Bon, tout ça pour apprendre ce matin lors d’une réunion sur “l’interférence de la langue maternelle dans l’apprentissage du français” que certains phonèmes sont bien de chez nous et n’ont pas d’équivalence chez eux (y compris la majorité des voyelles), que la notion d’auxiliaire être n’existe pas au présent, que les voyelles courtes sont prononcées mais pas écrites a contrario des voyelles longues, que toutes les lettres (sauf rare exception) se prononcent (pas comme “ils habitent”, par exemple) , qu’il existe une sorte de déclinaison selon la place du mot dans la phrase sans parler des genres qui ne sont pas forcément les mêmes ou encore de la notion de famille de mots, et donc de racine, qui n’existe pas chez eux.
Bon, euh, chuis pas sûre d’avoir tout compris… à part pourquoi c’est le “pouli” quand elles voient une poule dessinée et “la” soleil dans le ciel.
A part aussi que je suis bien contente que nous ne soyons pas mutés dans un des pays du maghreb.
Et puis aussi, et je crois que c’était finalement là l’essentiel, une énorme considération pour la ténacité dont font preuve ces femmes entre 30 et 50 ans qui, en plus, peut-être, sûrement, n’ont même jamais été scolarisées dans leur pays d’origine.
Pour passer à aute chose, pendant que je fais mumuse sur mon blog, j’entends de vagues échos et éclats de voix émaner de la cuisine (eh oui, pour rappel, samedi et dimanche soir c’est aux aliens, à tour de rôle, de cuisiner avec leur père).
Bon, déjà, inutile de dire ky a pas de surprise au menu: pâtes et glaces.
Euh, si, pardon: c’est pas toujours la même forme de pâtes.
Pour la sauce, alors là c’est du trigonométrique avec cosinus et sinus précalculés, tangente dans la foulée: CARBONARA (les aliens n’aiment rien d’autre).

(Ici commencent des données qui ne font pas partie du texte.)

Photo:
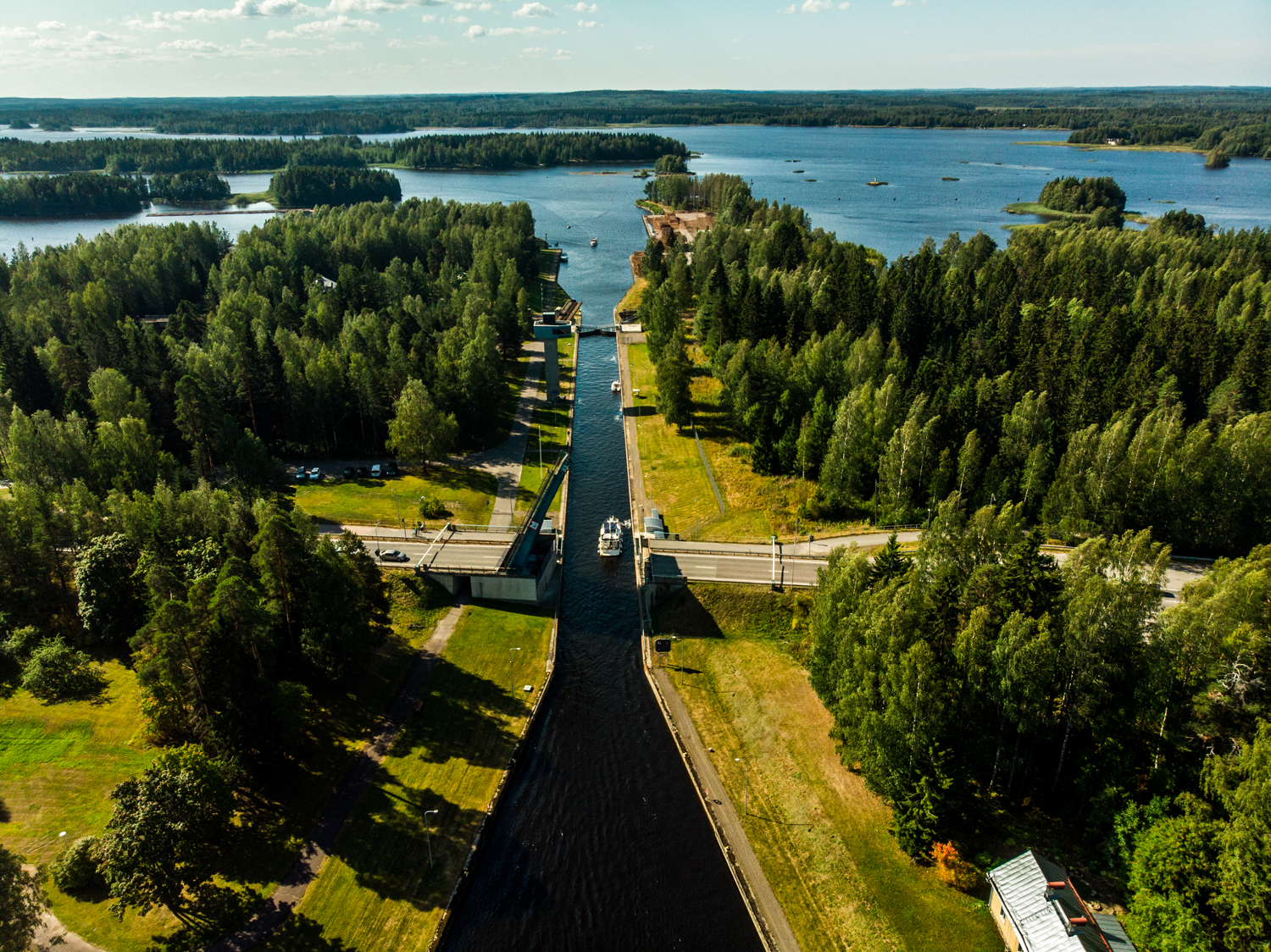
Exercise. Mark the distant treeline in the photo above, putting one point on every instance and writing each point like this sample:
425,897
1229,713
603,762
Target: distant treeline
1200,117
488,152
65,196
330,185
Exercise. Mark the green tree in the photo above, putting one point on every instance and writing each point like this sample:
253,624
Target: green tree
22,901
419,429
164,834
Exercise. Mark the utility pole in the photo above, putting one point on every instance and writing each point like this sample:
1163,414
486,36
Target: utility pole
429,833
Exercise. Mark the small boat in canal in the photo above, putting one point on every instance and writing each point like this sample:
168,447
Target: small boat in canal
610,538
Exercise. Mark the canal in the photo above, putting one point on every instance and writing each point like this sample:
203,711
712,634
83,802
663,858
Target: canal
600,840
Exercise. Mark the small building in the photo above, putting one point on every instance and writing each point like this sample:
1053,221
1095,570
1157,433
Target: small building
1036,909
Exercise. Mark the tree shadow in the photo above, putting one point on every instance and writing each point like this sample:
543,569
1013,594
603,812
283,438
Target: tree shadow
300,933
685,616
214,911
386,844
463,716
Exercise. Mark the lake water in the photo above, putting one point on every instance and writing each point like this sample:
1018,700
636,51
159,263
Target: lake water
993,168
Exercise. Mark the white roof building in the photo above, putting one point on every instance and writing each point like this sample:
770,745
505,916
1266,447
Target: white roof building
1036,909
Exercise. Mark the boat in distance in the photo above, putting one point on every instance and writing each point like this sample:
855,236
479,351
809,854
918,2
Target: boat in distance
610,538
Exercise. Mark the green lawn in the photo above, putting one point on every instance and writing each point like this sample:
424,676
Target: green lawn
821,838
675,481
468,496
378,891
58,761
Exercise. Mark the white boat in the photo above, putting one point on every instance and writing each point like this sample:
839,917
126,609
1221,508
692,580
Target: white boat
610,538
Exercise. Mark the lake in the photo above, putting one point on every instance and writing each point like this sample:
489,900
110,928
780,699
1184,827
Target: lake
993,168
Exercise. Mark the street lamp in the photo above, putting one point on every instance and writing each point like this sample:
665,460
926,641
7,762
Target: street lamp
429,833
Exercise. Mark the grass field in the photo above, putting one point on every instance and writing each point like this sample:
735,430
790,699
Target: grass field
821,838
468,496
378,891
675,479
58,761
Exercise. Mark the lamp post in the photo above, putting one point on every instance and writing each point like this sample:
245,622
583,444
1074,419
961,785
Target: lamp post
429,833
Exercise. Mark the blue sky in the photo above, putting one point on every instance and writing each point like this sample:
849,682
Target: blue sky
256,47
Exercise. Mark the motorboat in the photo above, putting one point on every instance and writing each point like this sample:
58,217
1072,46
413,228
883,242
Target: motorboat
610,538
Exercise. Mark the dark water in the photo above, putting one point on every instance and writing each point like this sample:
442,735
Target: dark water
600,842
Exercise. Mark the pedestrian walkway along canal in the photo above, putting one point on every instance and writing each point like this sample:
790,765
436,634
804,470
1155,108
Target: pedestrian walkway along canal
600,840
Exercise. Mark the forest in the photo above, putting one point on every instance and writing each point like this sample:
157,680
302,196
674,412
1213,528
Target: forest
449,152
1197,117
1103,379
68,196
142,518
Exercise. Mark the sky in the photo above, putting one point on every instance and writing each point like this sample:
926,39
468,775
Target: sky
84,48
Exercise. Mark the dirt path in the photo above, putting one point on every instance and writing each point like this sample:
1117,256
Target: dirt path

Chez nous, on la fait avec de la ricotta et des allumettes de lardons. Donc, quand ya pas de ricotta ni allumettes (comme aujourd’hui), y faut des boules quiès pour prendre de la distance avec la zizanie sonore qui émane de l’équipage de survie alimentaire. Cause que faut adapter avec de la crème fraîche et du bacon, et ça, ça modifie salement la logistique. Et les coups de gueule fusent. Surtout que, z’an rendez pas compte, mais faut suivre en parallèle l’ébullition des pâtes et celle de la crème, sans compter les tranches de bacon qu’il faut guetter à travers la fenêtre du micro-ondes. Et pis faut mettre la table. Et pis, faut rappeler tout le monde à l’ordre car chacun, normalement, s’est vu attribuer une tâche spécifique, généralement non mise en application (sauf attente d’argent de poche ou un bon film qui va passer le soir, etc…). Et pis, faut regarder le match de foot qui passe à la même heure (… mais chuuuuuuuuuuuuut, je n’ai rien dit ….).
Ouf . 3 fois ouf. Rien que de penser que je pourrais devoir cuisiner dans les mêmes conditions, j’en ai des sueurs froides.
Faut avouer que, parfois, c’est cool d’être une femme. Question de synchronisation dans la transmission des flux entre les 2 hémisphères, sûrement.
Mais bon, ça leur donne l’impression de cuisiner, c’est le but recherché.